At times, in the film and in person, Helfand seems to have more sympathy for her mother than for herself Early on in the film, after her operation, Helfand and her parents sit around the dinner table, uncomfortably grieving. Her mother tells her why she must be depressed: she has no nice clothes or money or a decent place to live. And she asks her daughter, in a moment that could be heard as cruel, “So, uh, how long are you going to mourn?”
Helfand understands and, when questioned, she explains: “I’m like, ‘Hello, ma, and I don’t have my reproductive organs on top of that.’ [But] that’s just your mother scraping the bottom of the barrel. She’s trying to think, ‘Those are the things I’d be able to fix, those are things that are fixable, right?'”

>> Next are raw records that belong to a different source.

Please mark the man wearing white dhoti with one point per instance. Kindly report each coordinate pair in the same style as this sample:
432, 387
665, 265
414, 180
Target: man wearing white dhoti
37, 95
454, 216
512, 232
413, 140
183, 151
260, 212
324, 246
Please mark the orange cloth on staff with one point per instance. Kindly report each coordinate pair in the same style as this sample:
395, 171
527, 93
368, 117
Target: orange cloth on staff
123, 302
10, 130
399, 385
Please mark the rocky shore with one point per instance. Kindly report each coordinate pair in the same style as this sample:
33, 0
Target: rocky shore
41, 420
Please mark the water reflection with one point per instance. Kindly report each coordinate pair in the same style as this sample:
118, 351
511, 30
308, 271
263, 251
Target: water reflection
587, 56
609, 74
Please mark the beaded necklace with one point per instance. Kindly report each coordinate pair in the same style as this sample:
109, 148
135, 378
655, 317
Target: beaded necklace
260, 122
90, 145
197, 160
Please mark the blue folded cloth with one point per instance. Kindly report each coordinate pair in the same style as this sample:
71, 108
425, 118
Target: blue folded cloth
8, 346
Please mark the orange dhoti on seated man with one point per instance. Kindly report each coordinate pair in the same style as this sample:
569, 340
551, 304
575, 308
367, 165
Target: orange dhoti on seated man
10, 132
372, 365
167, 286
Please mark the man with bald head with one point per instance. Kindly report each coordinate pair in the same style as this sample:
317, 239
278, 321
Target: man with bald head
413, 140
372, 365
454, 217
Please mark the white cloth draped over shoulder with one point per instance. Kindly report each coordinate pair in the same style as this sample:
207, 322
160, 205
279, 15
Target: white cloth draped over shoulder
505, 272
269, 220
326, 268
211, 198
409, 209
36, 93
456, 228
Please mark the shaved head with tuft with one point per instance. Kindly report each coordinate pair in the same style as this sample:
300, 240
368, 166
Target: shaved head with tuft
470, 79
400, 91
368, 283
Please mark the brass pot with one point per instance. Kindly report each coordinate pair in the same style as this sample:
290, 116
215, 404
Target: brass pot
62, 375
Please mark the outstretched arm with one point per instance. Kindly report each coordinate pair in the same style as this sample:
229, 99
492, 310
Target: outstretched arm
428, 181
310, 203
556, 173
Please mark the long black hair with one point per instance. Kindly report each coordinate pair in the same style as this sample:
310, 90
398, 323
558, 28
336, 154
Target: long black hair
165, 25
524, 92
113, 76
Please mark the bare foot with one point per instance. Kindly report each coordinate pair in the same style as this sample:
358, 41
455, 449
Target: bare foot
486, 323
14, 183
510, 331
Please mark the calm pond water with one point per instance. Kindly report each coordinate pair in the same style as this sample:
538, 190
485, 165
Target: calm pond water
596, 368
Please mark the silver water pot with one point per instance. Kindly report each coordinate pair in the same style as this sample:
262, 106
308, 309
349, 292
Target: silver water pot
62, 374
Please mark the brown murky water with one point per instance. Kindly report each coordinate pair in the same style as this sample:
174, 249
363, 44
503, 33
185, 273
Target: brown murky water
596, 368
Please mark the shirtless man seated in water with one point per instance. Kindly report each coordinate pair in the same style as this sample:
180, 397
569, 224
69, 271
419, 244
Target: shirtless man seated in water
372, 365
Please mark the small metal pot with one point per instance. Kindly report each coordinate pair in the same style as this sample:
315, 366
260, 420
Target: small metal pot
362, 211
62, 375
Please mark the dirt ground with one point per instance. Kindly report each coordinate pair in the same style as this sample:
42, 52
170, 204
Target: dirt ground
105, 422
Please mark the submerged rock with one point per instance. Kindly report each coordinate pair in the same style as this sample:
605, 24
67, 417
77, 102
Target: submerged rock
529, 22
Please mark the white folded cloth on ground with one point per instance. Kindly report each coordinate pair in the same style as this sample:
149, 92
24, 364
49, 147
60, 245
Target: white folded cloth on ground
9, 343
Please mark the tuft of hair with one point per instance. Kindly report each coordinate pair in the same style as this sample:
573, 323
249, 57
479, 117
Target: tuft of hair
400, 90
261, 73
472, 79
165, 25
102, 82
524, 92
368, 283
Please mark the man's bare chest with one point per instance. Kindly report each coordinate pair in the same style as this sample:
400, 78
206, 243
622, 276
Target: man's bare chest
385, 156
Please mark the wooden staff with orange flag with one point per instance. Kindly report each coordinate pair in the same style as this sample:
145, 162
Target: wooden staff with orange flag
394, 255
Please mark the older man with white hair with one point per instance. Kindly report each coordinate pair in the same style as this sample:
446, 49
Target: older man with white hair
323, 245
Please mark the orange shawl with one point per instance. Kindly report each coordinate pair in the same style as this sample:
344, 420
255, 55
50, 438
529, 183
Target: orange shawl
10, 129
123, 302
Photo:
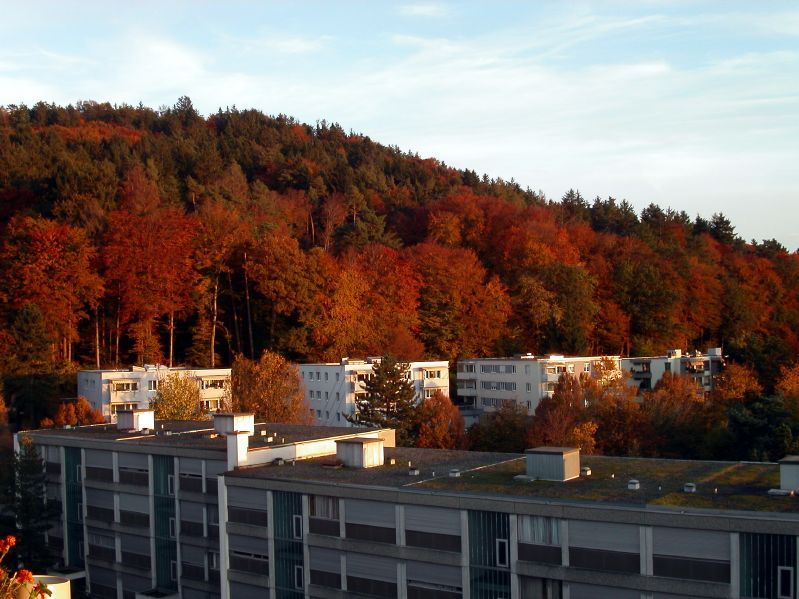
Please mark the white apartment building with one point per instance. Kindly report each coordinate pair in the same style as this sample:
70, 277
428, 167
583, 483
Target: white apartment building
647, 371
133, 388
332, 388
487, 383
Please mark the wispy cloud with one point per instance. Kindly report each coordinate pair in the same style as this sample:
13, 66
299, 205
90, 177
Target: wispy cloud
423, 10
282, 43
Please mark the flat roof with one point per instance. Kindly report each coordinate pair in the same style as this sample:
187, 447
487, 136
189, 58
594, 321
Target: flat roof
719, 485
552, 450
196, 434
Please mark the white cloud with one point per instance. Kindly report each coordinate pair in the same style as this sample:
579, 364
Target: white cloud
422, 10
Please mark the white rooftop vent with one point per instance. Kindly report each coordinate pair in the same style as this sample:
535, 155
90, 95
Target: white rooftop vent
360, 452
228, 422
135, 420
553, 463
789, 473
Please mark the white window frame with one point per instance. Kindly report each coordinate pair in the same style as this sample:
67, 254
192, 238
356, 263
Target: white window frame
504, 553
296, 526
783, 593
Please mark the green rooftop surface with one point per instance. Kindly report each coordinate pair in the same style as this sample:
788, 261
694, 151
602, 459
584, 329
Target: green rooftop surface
719, 485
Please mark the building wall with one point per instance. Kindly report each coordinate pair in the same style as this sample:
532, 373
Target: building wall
112, 390
647, 371
485, 384
332, 389
407, 544
136, 520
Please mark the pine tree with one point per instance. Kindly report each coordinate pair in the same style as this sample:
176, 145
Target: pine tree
25, 501
390, 400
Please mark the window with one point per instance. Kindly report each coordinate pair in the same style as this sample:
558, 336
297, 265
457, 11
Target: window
213, 384
539, 530
296, 526
784, 582
322, 506
213, 560
502, 553
126, 387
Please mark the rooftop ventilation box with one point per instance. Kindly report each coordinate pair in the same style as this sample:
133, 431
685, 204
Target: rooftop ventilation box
135, 420
360, 452
228, 422
553, 463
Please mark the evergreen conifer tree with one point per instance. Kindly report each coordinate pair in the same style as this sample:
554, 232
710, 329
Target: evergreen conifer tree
390, 400
25, 501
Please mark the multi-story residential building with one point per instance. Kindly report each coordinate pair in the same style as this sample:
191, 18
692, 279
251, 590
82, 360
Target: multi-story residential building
313, 512
487, 383
131, 389
333, 388
647, 371
138, 500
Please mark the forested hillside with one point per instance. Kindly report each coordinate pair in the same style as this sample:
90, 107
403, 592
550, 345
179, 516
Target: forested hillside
132, 235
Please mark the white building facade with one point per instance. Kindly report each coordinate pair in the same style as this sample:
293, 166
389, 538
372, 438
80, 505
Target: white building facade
487, 383
647, 371
332, 388
134, 388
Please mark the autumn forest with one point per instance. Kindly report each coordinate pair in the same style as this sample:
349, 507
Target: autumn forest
133, 235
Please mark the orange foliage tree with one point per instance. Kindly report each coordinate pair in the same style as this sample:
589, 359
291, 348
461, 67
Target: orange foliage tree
440, 423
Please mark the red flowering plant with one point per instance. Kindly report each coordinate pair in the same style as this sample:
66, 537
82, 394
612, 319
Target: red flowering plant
16, 585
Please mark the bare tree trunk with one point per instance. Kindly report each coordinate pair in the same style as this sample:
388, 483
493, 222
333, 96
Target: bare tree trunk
171, 336
236, 334
213, 319
116, 351
97, 337
249, 312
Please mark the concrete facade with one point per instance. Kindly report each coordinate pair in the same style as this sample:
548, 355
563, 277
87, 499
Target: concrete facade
647, 371
486, 383
332, 388
183, 512
134, 388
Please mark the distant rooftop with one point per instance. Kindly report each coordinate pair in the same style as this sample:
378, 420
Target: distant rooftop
200, 434
719, 485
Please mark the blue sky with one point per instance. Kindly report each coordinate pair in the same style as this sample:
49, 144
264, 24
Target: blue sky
692, 105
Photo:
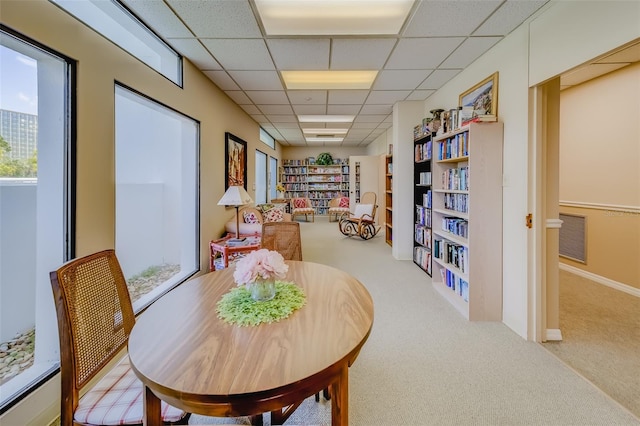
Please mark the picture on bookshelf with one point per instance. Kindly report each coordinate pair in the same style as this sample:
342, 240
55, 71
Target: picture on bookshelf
483, 97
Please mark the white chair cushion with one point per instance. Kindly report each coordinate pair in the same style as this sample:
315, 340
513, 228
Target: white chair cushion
362, 209
117, 400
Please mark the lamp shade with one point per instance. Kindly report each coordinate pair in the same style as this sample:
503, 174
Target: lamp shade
235, 196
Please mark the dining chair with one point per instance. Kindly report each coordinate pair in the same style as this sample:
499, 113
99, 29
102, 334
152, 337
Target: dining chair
283, 237
95, 318
362, 221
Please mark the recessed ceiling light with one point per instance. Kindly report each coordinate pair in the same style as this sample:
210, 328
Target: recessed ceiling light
309, 80
326, 131
333, 17
325, 118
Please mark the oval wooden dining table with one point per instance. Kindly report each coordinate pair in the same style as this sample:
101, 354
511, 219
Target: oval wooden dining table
185, 355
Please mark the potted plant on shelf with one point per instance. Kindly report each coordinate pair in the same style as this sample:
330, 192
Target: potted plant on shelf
324, 159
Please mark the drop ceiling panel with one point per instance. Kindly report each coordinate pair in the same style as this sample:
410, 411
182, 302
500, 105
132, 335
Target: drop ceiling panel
240, 54
300, 54
400, 79
509, 16
422, 53
470, 50
360, 54
268, 97
449, 18
257, 80
195, 52
222, 80
217, 19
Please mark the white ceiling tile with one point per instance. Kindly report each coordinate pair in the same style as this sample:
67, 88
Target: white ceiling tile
219, 18
268, 97
420, 95
438, 78
449, 18
308, 97
377, 109
222, 80
195, 52
239, 97
400, 79
509, 16
422, 53
469, 51
343, 109
300, 54
360, 54
275, 109
387, 96
309, 109
158, 17
346, 97
257, 80
240, 54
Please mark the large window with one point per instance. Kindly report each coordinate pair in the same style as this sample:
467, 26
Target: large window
35, 193
156, 195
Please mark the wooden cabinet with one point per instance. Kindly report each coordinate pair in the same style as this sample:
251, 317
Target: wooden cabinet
388, 197
467, 219
422, 198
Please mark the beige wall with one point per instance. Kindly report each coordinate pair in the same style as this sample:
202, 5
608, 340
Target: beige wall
600, 171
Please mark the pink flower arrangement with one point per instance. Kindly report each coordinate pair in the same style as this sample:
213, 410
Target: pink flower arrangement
260, 264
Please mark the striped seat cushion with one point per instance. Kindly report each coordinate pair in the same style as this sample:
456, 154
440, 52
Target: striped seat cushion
117, 400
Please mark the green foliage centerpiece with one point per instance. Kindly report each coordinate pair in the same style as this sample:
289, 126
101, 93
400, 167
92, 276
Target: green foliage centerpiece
324, 159
260, 297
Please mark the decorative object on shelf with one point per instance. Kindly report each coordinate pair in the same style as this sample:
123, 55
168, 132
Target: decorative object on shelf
236, 161
235, 196
483, 97
324, 159
238, 307
258, 271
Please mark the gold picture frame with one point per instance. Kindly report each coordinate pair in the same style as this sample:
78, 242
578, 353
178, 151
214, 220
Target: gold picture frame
483, 97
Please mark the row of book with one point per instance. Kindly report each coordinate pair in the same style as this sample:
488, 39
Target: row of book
454, 147
456, 226
424, 178
422, 258
423, 216
455, 283
456, 202
452, 253
422, 235
422, 151
456, 179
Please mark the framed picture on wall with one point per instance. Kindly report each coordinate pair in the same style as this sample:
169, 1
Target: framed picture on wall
236, 161
483, 97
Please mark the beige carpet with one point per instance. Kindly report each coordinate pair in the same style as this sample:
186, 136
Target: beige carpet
425, 365
601, 337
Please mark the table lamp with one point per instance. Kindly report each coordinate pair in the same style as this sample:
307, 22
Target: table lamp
235, 196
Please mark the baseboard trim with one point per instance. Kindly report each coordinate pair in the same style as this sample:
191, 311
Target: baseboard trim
553, 334
601, 280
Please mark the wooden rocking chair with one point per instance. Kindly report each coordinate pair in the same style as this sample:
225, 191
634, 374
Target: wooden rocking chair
362, 221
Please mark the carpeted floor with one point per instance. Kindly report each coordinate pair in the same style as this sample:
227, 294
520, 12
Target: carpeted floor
423, 364
601, 337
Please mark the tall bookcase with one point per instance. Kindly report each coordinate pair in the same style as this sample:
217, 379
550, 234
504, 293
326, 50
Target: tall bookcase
422, 196
388, 196
467, 218
320, 183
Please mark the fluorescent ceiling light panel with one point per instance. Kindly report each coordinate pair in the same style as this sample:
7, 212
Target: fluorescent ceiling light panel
310, 80
323, 139
326, 131
325, 118
333, 17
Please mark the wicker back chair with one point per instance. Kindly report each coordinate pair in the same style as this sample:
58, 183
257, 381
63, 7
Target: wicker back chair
283, 237
95, 318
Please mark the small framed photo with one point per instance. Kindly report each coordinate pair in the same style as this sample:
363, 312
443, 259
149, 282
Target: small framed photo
483, 97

Helfand’s mother’s voice echoes in her own, and it echoed in her mind as she resisted going home to heal. “It was like, ‘I’m not going to be able to feel because I’m going to be afraid that if I feel too much, it will hurt my mother.'”
But home she went, back to the room where all her “fantasies about having a Jewish family” began. And through her camera’s lens she watched her family in the “throes of a wild-ass psychological experiment.. . . It’s zany, it’s crazy, we’re not made for this!”
They may not have been made for this, but Helfand has made something out of it. She has made a deeply moving film about one family’s understanding of sickness and recovery. She has made a powerful argument for corporate and pharmaceutical responsibility. She has made a tool for a national outreach campaign, organized around the spring PBS broadcast and led by Rabbi Dianne Cohler-Esses, to inspire activism on the grass-roots level.
And she has created a very Jewish story. Helfand reflects on how her grandmother would respond—with disbelief— and on the generations of Eastern European families, “who have been trying to have families for eons.” Her film, co-written by Yiddish writer and translator Irena Klepfisz, is set to an original techno-traditional score by the Klezmatics, of which she says, “all the familiar instruments, the clarinet and the violin and the accordion, started to grind and started to morph and started to sound very synthetic. It was all about technology slamming up against family and continuity and taking it for a pretty awful ride.”
“This is about whether we live in the future or we don’t live,” she says. “So that’s what Jews have always written about. I mean, this is just different players but we’ve always written about how we can make it into the future and into the next generation.”